The general laughed.
“Alan, please don’t worry; that’s not my concern. My concern is not that you’re going to cause trouble, Jack, but rather the opposite. You have to fill your shoes, or other people will fill them for you. Do you understand? I hope you understand at any rate, Alan.”
“Yes, I understand. I agree, in fact. It’s just like what Fred Roberts was saying, Jack. What was it he said? You need a bit more swagger in your step.”
“Is that my friend the corporal?”
“Yes, sir,” I said.
“Excellent. Now, you have ten days. Go to the schools that Max suggests, keep Susan and Bill happy as far as you can but remember that schools are Max’s province, do your ceremony, and get a feel for things. Very important for you, because so many of your actions are intuitive. Take Neal and Alan with you, and have fun. Plot with Max and make plans. Then go back to Chedley for your indenture.”
“After that, sir, whatever I do will depend on my mentor, whoever he is, which makes any plans rather pointless.”
“Well, we’ll see. I’ll expect both you and your mentor to act in the public interest. I’m sorry, Jack, but to some extent I shall require your participation in our activities. Consider yourself partially conscripted. That’s how it is.
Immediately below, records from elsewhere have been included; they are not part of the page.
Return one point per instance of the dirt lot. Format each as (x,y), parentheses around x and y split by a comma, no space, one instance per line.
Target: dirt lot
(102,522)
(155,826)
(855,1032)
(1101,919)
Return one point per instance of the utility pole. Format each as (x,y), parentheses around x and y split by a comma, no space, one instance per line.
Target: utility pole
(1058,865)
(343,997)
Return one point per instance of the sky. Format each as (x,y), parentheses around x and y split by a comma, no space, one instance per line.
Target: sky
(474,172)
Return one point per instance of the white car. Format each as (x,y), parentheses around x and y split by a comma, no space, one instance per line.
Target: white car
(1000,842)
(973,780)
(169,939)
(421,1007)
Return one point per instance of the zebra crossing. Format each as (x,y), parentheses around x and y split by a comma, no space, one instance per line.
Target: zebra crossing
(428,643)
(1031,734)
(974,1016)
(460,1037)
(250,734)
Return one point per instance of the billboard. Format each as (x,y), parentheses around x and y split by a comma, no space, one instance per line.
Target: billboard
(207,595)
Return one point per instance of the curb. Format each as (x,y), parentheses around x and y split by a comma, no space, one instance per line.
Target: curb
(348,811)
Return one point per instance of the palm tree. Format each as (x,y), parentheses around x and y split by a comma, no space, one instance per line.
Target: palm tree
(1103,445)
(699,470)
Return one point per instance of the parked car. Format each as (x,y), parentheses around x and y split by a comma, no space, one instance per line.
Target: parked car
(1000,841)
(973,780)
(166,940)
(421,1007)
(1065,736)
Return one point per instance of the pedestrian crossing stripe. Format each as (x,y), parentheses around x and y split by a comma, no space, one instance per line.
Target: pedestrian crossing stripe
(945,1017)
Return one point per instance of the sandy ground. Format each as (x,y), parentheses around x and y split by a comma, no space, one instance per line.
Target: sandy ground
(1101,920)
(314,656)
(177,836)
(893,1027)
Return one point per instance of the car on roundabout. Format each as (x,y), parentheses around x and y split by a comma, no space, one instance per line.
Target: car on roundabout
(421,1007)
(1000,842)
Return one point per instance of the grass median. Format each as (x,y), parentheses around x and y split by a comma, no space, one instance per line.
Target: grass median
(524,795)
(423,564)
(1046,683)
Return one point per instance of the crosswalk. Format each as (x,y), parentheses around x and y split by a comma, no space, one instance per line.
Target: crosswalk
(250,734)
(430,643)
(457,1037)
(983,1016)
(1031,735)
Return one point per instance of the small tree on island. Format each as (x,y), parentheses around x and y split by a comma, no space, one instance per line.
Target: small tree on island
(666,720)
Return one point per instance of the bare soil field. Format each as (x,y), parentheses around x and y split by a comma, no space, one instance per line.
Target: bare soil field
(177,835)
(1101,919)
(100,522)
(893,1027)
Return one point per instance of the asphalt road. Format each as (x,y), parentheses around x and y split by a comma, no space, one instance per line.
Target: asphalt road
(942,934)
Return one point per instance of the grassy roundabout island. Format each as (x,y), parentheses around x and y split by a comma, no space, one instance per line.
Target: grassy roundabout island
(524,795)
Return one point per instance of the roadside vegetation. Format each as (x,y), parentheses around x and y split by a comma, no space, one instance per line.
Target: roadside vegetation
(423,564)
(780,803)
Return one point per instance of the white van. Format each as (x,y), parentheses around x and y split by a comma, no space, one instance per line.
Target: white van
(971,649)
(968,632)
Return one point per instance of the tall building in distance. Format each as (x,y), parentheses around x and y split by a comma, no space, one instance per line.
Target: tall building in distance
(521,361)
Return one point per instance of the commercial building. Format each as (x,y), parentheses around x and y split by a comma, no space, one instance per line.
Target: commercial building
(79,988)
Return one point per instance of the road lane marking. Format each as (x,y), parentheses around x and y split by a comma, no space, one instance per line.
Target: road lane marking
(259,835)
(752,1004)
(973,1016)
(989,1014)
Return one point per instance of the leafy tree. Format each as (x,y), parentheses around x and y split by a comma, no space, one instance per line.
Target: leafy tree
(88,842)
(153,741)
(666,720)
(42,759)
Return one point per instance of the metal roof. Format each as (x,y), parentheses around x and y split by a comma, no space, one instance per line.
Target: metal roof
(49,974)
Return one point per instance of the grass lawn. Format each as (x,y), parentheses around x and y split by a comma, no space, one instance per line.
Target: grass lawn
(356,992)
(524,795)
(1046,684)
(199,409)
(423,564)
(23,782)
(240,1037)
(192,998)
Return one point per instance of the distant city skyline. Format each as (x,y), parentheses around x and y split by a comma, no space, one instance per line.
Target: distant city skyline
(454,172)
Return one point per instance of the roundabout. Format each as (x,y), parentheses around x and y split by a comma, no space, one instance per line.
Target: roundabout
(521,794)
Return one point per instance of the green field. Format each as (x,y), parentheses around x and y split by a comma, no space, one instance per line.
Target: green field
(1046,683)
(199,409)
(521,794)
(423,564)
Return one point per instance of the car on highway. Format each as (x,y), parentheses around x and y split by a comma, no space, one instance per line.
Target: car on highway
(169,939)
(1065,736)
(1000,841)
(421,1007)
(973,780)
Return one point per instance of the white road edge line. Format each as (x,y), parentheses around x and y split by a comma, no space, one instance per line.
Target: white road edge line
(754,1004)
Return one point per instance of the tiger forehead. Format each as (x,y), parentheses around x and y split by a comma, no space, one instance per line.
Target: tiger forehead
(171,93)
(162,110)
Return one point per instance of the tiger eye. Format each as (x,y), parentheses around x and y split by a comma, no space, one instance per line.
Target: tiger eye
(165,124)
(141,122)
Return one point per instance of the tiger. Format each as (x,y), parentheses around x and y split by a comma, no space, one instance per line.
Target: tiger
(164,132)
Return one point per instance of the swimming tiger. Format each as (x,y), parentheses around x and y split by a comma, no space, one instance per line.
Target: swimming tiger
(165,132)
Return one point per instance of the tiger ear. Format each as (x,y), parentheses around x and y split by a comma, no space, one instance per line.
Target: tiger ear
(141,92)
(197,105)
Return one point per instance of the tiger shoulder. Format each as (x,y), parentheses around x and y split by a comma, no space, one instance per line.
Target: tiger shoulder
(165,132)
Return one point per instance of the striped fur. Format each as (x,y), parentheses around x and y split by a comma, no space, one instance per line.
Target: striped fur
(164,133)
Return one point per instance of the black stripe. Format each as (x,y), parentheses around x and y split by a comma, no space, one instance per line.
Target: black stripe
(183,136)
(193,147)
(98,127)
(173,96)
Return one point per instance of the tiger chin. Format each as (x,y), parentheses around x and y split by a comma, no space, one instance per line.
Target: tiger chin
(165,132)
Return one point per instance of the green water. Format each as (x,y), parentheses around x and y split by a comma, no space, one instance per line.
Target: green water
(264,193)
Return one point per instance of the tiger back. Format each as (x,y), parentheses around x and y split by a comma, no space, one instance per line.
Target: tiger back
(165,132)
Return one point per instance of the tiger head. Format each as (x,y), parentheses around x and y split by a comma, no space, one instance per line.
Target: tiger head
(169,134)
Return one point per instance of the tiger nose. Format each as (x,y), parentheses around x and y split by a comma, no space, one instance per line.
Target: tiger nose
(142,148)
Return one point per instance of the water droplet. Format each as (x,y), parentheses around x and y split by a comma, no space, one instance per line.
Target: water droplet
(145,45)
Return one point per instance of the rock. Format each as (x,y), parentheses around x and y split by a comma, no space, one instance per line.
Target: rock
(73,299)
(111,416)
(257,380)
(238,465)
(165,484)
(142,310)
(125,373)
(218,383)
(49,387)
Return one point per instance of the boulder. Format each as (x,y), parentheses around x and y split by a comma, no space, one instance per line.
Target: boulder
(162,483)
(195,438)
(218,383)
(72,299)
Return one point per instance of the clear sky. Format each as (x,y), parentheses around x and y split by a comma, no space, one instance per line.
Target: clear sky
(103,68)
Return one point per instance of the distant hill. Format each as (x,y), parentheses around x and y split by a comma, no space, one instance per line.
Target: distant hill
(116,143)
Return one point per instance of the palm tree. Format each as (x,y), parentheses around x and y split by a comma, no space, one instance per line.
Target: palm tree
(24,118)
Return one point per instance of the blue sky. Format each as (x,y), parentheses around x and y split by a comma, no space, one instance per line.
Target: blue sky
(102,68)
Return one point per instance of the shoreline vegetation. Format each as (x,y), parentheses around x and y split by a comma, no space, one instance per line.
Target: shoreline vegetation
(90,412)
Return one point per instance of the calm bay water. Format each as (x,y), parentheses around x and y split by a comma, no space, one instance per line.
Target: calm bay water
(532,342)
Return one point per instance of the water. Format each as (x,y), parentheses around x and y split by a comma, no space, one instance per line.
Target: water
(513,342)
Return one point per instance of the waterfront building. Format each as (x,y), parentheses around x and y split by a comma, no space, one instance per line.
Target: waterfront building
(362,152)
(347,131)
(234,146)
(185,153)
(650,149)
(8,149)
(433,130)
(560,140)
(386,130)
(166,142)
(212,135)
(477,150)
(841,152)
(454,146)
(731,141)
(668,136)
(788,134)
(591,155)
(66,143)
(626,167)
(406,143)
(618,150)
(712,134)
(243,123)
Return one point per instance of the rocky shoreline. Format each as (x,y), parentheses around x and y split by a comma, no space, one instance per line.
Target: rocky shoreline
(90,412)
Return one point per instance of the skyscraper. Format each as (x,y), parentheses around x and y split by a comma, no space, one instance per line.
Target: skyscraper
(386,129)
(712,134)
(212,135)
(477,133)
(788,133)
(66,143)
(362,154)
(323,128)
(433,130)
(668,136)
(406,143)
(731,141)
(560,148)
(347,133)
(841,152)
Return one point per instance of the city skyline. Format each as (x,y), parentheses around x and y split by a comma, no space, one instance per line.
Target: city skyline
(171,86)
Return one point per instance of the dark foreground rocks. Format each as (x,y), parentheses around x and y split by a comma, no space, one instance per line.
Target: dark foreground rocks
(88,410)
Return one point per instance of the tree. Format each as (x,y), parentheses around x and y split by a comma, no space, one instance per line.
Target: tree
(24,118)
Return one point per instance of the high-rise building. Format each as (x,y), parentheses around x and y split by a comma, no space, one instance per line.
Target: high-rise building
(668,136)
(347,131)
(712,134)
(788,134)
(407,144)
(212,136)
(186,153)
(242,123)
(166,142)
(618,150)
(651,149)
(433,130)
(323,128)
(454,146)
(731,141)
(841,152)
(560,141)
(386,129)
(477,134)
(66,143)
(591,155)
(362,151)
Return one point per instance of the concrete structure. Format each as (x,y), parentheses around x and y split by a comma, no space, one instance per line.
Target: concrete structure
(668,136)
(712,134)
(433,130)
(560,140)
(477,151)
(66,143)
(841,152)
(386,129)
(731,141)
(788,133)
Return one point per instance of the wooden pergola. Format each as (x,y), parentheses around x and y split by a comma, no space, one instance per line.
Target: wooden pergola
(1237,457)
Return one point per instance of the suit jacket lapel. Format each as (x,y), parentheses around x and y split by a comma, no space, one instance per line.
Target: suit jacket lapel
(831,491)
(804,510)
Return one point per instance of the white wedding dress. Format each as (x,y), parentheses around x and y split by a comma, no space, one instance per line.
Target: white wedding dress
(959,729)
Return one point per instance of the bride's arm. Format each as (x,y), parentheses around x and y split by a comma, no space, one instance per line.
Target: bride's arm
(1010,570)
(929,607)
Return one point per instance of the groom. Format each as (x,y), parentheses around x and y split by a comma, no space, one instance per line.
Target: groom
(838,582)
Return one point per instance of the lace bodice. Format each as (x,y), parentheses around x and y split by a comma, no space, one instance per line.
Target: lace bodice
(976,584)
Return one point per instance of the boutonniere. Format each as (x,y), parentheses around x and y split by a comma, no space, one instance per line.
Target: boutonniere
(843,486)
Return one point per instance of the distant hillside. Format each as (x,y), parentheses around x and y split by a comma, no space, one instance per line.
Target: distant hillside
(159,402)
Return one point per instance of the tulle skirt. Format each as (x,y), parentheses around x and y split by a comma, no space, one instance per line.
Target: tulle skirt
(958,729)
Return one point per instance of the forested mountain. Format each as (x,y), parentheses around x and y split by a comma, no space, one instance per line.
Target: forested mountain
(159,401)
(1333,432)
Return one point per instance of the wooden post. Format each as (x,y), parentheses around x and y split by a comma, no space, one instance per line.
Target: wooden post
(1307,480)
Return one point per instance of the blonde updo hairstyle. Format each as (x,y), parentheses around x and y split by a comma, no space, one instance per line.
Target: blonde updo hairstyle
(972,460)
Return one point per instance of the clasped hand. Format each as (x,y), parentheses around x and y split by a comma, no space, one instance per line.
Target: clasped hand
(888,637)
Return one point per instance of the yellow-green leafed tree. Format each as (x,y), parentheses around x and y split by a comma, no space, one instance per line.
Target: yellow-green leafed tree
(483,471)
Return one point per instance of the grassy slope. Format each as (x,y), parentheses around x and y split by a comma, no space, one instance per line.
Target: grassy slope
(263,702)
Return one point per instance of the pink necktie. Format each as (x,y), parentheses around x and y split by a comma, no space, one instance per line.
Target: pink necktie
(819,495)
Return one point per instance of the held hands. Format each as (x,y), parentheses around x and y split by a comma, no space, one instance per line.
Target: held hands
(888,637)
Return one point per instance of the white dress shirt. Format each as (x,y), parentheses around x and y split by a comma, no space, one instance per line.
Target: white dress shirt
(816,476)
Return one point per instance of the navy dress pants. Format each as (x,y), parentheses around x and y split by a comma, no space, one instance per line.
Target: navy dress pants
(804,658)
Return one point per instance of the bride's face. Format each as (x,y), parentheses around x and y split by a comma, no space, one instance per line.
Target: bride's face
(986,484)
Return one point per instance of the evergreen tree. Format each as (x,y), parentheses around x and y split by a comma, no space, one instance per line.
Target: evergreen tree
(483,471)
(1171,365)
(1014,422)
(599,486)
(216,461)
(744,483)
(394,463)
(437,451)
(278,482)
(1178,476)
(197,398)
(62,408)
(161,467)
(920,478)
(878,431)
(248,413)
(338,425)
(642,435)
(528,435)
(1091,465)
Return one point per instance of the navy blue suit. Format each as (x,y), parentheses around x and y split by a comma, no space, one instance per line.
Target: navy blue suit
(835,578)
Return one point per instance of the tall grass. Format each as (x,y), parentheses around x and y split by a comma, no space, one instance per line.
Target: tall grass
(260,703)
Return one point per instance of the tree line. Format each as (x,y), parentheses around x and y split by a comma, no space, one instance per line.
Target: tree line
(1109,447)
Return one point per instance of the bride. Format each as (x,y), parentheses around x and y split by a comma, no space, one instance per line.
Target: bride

He will set me hard tasks and insist that I work on them with all my skill and all my heart.”
“Tom?” called Max. “We’ll have to be off now. I have to get these guys to bed.”
His three boys were hanging round him bashfully.
“Am I going to their school?” I asked.
“You bet,” said Max. “Tomorrow morning, Marsley Road Junior.”
“I’ll see you then, guys. Do you remember it?”
“Yeah,” said Hussein, “we went away and wrote it down.”
“Then shall we say it for the general and Max and the other grownups?”
I wasn’t sure I could remember it myself! Still, I lined up with them, and started them off.
“This is called ‘Joining the Future’,” I said. “I am the future...”
We recited together the pledge I had invented. We soon got well into it and finished with quite a swagger.
“Yeah!” shouted Wajdi, and the grownups cheered.
“Thank you so much, Jack,” said Max. “That’s tremendous. Wajdi was in tears earlier.”
“Okay, guys, now remember,” I said. “If anyone gets scared, don’t make them feel bad, just help them along. And once people have got their Golden Circles and you have too, you can teach them ‘Joining the Future’, just like we did. Is that okay? Looking forward to it?”
“See you tomorrow.”
“You see, Jack,” said the general, as Max led the boys away, “you are something of a genius. That little thing will turn what’s happening to them from something to be feared into a celebration, and yet politically it’s spot on. Wonderful.”